There are places we all look forward to returning to every year. Village Harvest is no different, and today we harvested the first of several small orchards in the Santa Cruz mountains. Even though it’s still August, and plenty hot, it feels like the turning of the season.

These are Bartlett pears, and, like all pears, they are picked hard and green and left to ripen off the tree.

Some fruits have not been treated well by modern methods of plant breeding, farming and shipping. Tomatoes are the prime example; supermarket tomatoes are not really worth eating. But the Bartlett is the generic pear, the one you think of when you hear the word, and, in my mind, they’re hard to beat for delicious wonderfulness. Of course, they have to ripen, and, when you get a hard green one, that can be a frustrating wait.

There are several other places we pick pears, on into the fall, and so I look forward to pear jam, cake, ice cream and dried pears.

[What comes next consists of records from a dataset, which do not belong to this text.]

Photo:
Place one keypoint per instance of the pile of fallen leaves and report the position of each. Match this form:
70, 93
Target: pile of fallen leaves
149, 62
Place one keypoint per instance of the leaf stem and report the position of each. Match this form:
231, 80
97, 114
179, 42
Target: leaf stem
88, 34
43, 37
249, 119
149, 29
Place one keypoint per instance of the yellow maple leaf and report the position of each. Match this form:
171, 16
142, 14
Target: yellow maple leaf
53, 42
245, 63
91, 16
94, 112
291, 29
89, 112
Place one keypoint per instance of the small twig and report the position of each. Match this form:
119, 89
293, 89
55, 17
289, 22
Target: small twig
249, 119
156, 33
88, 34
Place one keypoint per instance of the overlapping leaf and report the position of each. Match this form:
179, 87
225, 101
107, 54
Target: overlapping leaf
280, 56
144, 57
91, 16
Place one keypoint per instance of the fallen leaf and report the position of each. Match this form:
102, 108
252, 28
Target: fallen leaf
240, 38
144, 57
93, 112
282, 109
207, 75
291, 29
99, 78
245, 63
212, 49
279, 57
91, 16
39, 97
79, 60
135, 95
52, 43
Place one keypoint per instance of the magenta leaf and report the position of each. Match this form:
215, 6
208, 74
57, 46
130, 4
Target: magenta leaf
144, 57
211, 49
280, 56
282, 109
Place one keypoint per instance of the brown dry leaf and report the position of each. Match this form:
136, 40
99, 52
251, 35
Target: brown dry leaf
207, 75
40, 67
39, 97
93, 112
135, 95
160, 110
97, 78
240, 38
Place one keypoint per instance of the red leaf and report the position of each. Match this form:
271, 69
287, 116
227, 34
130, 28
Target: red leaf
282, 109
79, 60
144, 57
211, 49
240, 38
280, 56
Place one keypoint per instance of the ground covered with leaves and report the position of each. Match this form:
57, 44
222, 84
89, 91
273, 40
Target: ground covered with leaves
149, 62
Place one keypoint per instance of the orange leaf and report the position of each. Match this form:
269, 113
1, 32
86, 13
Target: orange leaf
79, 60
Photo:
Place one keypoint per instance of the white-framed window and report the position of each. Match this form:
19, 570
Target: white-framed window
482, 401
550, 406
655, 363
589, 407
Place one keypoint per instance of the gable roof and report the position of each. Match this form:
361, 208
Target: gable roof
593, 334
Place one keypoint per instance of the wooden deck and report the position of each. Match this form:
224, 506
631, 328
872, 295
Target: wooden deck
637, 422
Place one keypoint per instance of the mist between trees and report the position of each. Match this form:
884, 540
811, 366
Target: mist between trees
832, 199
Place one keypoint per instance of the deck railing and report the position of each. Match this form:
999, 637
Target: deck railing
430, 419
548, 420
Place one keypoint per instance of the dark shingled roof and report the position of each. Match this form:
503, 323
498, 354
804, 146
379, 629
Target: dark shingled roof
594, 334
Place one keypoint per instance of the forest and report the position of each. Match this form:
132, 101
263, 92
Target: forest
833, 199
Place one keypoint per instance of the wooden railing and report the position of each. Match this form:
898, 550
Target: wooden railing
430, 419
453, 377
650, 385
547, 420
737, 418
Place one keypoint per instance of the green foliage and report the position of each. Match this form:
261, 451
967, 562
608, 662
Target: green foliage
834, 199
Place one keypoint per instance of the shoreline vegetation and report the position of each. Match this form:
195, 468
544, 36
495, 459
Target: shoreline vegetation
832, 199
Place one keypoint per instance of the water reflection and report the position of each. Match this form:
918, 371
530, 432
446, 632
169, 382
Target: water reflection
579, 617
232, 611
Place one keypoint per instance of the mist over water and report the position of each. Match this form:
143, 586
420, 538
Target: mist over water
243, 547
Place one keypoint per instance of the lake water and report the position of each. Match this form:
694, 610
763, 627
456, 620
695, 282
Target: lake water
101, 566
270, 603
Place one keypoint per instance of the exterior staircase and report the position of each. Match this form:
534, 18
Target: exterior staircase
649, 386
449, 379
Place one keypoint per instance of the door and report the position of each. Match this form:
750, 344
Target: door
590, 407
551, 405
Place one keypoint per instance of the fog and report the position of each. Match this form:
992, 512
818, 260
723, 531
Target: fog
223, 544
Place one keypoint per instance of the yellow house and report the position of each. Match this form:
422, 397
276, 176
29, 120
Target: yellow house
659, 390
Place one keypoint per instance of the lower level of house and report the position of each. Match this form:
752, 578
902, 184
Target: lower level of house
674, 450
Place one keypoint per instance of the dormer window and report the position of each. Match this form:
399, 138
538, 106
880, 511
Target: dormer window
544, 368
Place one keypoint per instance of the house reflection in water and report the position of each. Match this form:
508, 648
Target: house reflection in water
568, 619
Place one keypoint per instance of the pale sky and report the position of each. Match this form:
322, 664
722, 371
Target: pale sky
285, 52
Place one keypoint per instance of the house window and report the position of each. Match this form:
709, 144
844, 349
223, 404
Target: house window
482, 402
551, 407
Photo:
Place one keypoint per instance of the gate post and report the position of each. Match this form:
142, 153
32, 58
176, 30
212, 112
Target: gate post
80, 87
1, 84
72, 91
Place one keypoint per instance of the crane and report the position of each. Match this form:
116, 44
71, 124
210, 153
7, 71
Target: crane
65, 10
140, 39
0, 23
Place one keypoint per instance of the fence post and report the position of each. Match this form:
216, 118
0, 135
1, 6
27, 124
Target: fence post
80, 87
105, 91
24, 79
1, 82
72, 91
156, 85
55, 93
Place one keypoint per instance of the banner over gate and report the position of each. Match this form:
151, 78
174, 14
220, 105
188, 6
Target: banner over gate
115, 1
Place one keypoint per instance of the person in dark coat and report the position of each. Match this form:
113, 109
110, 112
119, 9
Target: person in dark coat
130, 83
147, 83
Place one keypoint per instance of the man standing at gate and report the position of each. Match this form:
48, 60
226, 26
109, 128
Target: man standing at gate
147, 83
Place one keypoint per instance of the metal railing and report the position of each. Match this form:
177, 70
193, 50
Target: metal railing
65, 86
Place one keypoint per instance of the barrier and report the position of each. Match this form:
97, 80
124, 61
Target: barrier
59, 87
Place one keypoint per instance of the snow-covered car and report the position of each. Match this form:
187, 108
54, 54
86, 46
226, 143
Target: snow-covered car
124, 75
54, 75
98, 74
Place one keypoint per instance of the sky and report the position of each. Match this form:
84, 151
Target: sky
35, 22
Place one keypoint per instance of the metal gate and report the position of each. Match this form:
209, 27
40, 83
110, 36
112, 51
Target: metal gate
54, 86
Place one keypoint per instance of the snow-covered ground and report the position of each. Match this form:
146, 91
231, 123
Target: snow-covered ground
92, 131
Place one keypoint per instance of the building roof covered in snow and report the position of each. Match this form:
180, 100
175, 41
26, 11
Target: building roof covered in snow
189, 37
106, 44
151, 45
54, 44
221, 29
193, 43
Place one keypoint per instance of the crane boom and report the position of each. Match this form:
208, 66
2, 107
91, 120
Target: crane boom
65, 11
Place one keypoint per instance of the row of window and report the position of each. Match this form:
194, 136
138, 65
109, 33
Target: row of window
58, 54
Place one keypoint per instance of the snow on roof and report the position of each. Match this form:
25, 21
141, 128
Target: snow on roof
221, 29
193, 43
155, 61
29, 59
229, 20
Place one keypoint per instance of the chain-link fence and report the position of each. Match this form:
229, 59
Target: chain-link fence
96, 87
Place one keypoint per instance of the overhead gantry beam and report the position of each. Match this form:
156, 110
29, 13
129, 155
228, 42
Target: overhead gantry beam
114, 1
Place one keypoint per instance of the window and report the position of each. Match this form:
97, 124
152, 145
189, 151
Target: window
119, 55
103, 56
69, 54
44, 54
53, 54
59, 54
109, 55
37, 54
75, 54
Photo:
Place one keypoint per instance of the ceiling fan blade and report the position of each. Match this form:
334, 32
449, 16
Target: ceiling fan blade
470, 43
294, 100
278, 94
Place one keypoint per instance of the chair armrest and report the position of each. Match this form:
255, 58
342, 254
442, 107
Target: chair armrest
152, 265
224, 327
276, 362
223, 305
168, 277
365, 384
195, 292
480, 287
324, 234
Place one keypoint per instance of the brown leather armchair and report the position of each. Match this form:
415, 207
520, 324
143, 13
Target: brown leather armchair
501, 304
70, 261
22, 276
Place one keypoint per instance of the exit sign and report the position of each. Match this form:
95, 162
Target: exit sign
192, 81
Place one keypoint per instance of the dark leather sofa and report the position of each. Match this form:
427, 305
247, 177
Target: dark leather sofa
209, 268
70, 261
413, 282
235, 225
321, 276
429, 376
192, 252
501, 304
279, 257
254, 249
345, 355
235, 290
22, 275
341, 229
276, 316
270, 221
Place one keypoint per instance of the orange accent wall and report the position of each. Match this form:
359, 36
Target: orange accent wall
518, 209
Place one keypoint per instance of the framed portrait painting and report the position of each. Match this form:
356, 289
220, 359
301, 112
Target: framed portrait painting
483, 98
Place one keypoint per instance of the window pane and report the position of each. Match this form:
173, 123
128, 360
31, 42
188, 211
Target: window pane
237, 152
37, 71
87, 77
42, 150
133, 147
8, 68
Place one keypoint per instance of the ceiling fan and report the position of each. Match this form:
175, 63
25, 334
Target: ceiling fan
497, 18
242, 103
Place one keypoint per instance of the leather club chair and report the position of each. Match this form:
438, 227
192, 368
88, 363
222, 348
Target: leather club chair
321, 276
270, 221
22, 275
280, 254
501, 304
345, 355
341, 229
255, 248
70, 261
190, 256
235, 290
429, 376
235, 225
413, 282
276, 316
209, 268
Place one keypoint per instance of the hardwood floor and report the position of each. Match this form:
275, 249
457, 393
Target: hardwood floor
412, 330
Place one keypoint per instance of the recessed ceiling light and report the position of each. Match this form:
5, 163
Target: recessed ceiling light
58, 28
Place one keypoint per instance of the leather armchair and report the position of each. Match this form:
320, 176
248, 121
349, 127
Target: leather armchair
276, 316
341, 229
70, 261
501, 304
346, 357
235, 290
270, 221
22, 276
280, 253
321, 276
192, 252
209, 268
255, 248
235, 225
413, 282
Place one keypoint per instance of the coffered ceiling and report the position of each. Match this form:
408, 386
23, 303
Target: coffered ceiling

The owner of this orchard is the nicest lady, and she invited us into her lovely garden after we were done, to pick beans, cucumbers and zucchini.

And at snack time, we all had plum ice cream sandwiches.

At the risk of channeling Martha Stewart, I’m pretty proud of how these came out.

Normal ice cream sandwich recipes call for making cookies and then spreading softened ice cream upon them. I made a sheet of ice cream last week and last night baked sheets of cookie cut to fit. Then I sandwiched it all together, froze it again, and sliced it into pieces. I even wrapped them individually, although the silicone-coated parchment I used was impossible to tape together. The frozen cylinder from the ice cream maker did a good job of keeping them frozen, after being wrapped in towels and put in my cooler.

Of course, the problem with doing something like this is that it sets unrealistically high expectations. Henry brought a delicious watermelon; there is beauty in simplicity, too.